Transport Equations of Multicomponent Systems of Polyatomic Molecules. I

Abstract
The treatment of the transport phenomena starting with the Liouville equation was first given by Irving and Kirkwood [J. Chem. Phys. 18, 817 (1950)] for a one‐component system composed of point molecules. The theory has been extended by Bearman and Kirkwood [J. Chem. Phys. 28, 136 (1957)] to multiple‐component point‐molecule systems and by Dahler [J. Chem. Phys. 30, 1447 (1959)] to a one‐component system of diatomic molecules. In the present work, the theory is extended to a multicomponent system composed of polyatomic molecules. The theory treats the translational, rotational, and vibrational motions of fluids but not the electronic motion. From the Liouville equation, the equations of continuity and of linear momentum, angular momentum, and energy transport are developed.
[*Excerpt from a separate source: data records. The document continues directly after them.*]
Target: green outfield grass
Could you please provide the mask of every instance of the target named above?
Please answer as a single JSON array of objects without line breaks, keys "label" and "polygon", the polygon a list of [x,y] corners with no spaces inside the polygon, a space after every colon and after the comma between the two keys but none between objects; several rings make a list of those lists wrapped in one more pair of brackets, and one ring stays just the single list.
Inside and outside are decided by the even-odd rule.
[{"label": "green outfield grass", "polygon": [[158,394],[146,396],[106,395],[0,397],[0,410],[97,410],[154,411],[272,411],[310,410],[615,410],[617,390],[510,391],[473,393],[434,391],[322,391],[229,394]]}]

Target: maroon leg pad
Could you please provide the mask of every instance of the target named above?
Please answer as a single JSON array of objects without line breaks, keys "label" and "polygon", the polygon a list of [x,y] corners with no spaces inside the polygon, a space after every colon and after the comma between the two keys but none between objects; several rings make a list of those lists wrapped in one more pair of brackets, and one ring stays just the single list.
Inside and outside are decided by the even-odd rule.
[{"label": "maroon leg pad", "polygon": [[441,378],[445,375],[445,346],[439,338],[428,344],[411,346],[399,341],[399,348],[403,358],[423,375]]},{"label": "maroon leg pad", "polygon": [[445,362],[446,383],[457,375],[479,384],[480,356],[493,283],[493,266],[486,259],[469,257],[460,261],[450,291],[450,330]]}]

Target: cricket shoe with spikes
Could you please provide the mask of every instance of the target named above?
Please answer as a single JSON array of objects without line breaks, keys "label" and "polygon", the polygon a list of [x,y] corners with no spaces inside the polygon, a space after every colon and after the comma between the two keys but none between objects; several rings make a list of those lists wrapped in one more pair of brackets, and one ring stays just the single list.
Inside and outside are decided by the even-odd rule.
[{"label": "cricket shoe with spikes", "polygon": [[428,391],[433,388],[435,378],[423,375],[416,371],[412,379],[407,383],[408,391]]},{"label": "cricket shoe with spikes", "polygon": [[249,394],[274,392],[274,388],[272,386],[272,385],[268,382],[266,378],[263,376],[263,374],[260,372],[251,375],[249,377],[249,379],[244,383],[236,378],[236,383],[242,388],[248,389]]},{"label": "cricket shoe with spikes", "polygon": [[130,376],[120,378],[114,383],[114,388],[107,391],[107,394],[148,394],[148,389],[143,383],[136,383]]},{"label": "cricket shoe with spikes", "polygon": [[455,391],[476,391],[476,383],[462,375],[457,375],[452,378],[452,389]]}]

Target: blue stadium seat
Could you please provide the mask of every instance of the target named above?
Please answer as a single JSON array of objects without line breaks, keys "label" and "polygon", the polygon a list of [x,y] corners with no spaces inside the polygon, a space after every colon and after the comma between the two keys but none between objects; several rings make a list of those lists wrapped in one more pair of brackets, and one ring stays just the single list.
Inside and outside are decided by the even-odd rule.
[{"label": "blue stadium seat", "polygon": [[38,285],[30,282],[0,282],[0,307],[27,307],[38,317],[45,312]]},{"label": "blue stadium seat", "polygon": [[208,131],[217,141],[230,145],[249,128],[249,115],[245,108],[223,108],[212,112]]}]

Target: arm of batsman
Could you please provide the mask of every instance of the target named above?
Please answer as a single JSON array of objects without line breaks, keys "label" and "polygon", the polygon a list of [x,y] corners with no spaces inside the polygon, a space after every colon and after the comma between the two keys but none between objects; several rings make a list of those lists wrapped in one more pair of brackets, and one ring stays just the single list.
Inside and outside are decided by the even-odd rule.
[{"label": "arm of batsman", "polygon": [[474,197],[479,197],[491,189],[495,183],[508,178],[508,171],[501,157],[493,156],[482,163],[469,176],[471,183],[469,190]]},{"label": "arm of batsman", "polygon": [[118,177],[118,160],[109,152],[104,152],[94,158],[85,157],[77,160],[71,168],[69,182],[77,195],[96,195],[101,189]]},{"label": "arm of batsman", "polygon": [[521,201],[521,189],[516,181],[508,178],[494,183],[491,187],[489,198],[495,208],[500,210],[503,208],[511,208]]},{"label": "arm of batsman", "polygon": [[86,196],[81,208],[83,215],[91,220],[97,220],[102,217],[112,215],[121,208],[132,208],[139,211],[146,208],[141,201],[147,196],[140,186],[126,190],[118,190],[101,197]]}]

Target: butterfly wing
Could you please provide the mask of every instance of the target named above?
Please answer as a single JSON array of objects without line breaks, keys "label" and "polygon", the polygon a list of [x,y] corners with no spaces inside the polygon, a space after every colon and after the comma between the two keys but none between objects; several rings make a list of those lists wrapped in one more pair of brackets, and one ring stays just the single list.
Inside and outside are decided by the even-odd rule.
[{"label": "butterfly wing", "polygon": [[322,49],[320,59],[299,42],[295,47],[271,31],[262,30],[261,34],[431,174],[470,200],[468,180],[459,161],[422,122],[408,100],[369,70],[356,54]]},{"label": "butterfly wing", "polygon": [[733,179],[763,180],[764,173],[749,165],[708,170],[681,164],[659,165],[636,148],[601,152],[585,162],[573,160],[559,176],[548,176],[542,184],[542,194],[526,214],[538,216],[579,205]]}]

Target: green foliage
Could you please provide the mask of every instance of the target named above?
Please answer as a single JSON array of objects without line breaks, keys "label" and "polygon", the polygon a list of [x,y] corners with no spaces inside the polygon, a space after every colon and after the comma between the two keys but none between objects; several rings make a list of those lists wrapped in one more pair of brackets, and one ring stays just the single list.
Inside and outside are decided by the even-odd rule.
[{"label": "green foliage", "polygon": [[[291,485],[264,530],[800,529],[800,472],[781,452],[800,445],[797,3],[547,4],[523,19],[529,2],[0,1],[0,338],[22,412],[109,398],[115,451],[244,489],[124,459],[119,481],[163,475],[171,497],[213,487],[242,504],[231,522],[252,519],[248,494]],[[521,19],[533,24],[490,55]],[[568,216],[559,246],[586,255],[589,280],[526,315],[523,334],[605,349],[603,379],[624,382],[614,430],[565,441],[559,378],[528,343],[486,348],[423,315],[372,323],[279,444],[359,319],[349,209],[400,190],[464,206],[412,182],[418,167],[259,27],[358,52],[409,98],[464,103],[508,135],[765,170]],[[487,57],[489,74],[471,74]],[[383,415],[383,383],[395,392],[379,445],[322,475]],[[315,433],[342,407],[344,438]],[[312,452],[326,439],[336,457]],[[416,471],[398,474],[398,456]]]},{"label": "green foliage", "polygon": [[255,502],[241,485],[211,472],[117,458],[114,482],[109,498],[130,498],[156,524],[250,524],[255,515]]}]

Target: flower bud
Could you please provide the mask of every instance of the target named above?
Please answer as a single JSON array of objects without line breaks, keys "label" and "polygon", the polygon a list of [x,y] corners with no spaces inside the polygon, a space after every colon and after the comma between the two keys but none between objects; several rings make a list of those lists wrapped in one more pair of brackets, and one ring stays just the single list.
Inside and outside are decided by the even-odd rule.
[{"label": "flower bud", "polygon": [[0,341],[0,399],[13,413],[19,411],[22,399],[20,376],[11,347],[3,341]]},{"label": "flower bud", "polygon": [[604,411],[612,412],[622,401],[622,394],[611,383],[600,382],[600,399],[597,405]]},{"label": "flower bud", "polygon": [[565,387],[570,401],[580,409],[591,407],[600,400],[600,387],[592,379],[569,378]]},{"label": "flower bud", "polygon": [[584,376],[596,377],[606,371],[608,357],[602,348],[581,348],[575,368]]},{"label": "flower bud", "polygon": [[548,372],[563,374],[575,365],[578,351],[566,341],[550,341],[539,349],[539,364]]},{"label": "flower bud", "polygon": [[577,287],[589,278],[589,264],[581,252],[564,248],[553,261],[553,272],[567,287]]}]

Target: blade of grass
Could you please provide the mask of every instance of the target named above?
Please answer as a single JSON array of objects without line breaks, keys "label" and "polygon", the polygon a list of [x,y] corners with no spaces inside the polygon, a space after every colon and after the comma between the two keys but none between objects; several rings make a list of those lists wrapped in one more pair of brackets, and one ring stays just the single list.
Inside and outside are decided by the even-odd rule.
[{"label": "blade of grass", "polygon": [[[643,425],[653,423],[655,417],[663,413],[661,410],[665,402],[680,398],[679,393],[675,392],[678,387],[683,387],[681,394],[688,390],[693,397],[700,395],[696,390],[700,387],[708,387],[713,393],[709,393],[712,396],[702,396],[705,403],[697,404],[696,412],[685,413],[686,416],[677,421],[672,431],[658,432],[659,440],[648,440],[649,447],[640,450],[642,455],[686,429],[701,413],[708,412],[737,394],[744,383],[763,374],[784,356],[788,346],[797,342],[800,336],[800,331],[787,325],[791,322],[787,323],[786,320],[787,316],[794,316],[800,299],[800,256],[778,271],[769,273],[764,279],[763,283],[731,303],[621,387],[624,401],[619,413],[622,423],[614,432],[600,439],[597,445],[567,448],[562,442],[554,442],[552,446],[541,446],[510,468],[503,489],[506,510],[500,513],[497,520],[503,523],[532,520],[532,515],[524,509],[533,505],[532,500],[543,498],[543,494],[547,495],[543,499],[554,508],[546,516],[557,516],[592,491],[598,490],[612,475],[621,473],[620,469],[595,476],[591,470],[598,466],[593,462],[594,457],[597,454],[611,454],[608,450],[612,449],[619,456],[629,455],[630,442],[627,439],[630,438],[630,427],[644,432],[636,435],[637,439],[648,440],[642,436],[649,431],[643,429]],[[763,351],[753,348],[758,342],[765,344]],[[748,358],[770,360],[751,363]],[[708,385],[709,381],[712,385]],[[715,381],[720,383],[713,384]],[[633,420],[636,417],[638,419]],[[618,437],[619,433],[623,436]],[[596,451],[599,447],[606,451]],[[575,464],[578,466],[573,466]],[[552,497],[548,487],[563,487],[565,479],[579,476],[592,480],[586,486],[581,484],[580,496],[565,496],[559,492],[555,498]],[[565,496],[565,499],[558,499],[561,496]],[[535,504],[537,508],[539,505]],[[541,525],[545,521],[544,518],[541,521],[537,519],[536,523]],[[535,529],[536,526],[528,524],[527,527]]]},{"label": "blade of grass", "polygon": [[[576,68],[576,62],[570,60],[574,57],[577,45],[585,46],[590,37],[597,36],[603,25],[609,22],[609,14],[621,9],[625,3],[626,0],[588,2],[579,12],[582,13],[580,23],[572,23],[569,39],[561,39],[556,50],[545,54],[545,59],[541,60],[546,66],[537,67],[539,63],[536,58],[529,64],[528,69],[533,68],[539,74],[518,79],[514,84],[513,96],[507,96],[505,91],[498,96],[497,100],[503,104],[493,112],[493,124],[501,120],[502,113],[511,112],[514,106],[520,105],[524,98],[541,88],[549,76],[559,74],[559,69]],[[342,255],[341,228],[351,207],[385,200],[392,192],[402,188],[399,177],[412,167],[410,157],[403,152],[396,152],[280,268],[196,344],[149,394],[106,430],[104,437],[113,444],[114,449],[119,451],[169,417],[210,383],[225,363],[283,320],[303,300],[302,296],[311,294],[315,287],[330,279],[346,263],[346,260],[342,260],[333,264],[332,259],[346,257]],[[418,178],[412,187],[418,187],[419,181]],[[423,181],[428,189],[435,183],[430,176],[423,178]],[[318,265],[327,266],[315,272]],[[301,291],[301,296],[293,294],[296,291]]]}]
The one‐particle and pair densities, involving the one‐particle and the two‐particle distribution functions are expanded in powers of a parameter measuring the small deviations from the state of local thermodynamic equilibrium, but the calculations extend only to the first order in the gradients of the particle densities and temperature. From the general transport equations, the phenomenological equations involving transport coefficients are obtained. These coefficients are formally determined in terms of the laws of intermolecular interaction and of the assumed dependence of the distribution functions on the gradients of the particle densities and of temperature.